On est à des années-lumière des escouades foisonnantes aperçues dans le football. Quand le ballon rond consacre des moyens financiers démesurés pour constituer des équipes de recruteurs, le vélo fait avec les moyens du bord, c'est-à-dire avec les membres du staff. Sus aux cellules de recrutement pléthorique ou aux "scouts", fonction très à la mode dans le foot, le recrutement est l'apanage du staff, et n'est qu'une simple facette de leur métier. "Chez nous, c'est la cellule de direction sportive qui s'en occupe, explique Stéphane Heulot, manager de Saur-Sojasun. Le recrutement concerne donc les directeurs sportifs, les entraîneurs, ainsi que les différentes personnes qui interviennent directement sur le terrain et vont à la pêche aux infos tout au long de l'année. La proximité avec certains coureurs nous permet également de récupérer des informations.
A la fin, c'est moi qui tranche, surtout pour statuer d'un point de vue budgétaire." Le staff est donc mis à contribution tout au long de la saison, une répartition des rôles qu'a également adoptée AG2R-La Mondiale, pourtant en World Tour. "Les plus investis dans le recrutement sont Julien Jurdie, Laurent Biondi (tous deux directeurs sportifs, Ndlr) et moi-même. On décide ensemble des coureurs que l'on souhaite engager en fonction des possibilités existantes. Tout marché a ses règles, les mêmes coureurs sont sollicités souvent par de nombreuses équipes. Il faut donc s'arracher pour arriver à construire l'équipe que l'on souhaite. Quelquefois, c'est l'inverse : des coureurs aimeraient bien intégrer l'équipe, mais ils ne sont pas forcément en positon favorable. C'est la loi de l'offre et de la demande, comme dans tous les domaines." Il s'agit ici de recrutement à proprement parler, mais les équipes professionnelles puisent également dans le vivier amateur pour dégoter des perles rares et... bon marché.
C'est la raison d'être des équipes réserves, Chambéry Cyclisme Formation pour AG2R et Sojasun Espoir pour Saur-Sojasun qui évoluent en DN1. "C'est là qu'on va puiser nos néoprofessionnels, commente Stéphane Heulot. On en a déjà sorti un bon petit paquet : Pierre Rolland, Julien Simon..."

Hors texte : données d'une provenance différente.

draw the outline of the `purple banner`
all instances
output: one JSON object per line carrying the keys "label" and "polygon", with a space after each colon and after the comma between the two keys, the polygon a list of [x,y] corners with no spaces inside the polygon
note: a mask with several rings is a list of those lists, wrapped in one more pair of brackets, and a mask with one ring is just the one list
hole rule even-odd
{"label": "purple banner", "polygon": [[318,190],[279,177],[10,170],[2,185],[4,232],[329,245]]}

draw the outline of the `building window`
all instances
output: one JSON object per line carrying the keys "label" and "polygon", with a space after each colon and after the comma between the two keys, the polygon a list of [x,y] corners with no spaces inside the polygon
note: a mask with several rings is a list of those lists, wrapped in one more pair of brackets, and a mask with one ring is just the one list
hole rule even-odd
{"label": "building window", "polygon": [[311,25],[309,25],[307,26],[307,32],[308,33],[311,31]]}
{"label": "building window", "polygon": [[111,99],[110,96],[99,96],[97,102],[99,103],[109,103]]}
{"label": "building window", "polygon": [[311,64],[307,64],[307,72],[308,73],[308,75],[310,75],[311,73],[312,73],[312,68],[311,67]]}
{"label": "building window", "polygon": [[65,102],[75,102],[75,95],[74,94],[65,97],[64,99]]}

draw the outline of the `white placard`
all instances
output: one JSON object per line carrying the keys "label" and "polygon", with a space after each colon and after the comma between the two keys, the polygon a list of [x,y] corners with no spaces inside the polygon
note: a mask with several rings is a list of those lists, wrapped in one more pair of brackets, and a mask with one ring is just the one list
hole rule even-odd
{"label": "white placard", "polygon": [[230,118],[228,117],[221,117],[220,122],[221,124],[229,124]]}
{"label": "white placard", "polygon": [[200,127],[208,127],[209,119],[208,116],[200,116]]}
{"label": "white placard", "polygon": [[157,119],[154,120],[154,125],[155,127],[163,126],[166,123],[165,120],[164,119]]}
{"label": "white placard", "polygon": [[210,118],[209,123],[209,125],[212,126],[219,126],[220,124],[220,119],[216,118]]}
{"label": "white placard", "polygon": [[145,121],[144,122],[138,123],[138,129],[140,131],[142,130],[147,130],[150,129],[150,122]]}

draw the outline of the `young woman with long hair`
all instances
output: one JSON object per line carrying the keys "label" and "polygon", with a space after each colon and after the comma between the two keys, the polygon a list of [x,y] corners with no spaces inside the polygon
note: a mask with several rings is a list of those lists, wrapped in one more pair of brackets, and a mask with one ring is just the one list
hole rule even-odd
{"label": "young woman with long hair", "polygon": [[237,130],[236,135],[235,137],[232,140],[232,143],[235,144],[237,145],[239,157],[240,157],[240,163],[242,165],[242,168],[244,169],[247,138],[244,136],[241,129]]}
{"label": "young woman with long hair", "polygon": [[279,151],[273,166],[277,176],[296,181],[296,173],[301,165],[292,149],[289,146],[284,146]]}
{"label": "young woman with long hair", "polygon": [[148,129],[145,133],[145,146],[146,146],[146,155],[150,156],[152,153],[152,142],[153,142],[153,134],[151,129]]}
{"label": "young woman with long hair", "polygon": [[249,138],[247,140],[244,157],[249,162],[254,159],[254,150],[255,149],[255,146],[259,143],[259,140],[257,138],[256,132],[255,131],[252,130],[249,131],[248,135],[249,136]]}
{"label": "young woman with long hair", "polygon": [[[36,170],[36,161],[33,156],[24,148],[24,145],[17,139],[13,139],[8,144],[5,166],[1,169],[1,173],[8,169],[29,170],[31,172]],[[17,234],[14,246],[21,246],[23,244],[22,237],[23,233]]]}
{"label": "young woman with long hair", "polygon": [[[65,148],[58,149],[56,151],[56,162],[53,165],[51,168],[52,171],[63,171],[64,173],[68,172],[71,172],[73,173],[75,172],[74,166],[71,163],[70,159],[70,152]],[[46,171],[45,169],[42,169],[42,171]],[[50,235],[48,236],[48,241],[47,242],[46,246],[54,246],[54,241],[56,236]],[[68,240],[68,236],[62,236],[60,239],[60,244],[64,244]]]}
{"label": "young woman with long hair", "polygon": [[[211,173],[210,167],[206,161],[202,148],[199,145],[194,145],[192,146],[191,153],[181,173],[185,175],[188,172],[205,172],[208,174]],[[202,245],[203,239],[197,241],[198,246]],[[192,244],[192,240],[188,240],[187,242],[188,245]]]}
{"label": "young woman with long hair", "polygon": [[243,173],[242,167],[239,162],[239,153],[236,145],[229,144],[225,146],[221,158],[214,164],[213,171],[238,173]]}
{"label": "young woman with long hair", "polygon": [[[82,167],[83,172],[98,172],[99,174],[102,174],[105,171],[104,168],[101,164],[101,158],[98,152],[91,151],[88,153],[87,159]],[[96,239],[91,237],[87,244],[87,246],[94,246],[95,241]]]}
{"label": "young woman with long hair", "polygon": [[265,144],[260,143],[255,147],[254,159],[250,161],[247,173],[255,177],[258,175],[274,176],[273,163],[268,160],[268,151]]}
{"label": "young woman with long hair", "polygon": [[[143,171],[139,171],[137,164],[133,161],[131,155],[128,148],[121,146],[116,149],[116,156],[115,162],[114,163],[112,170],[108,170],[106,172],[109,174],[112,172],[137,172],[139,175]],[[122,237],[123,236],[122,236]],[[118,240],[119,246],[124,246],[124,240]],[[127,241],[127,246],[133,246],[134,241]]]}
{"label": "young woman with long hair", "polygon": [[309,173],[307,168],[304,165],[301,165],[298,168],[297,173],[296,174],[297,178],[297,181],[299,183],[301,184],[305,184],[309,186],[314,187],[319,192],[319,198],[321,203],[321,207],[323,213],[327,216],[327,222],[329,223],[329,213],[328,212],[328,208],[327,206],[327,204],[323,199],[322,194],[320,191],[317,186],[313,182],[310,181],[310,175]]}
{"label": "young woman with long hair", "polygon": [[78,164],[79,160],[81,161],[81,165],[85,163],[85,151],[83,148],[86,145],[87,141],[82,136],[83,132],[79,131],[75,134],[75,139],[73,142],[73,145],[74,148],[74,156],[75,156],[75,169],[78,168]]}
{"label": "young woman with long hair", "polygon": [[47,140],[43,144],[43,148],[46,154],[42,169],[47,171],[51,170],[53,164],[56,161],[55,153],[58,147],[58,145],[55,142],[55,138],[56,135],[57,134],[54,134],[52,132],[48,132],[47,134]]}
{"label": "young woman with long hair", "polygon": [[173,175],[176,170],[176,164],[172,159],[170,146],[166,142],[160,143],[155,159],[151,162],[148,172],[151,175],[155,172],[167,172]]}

Ces solutions internes - expertise des directeurs sportifs d'un côté et équipe espoirs de l'autre - ne sont qu'une des facettes du recrutement, et bien souvent, les sollicitations viennent de l'extérieur, au grand dam du staff... "On est souvent abordés par des managers ou des agents", confirme Vincent Lavenu. "Ce sont des gens dont on se passerait bien, lâche Stéphane Heulot. Personnellement, je préfère discuter directement avec le coureur, je n'achète pas un numéro ni du bétail. Ce système comporte peut-être des avantages pour le coureur, mais je préfère avoir affaire à la personne avec qui je compte travailler." Les voies de recrutement sont classiques, mais elles ne disent rien des critères sur lesquels se fonde la prise de décision. Ils sont de deux ordres, objectifs et subjectifs. "Le staff fait remonter des informations sur untel ou untel, précise Stéphane Heulot.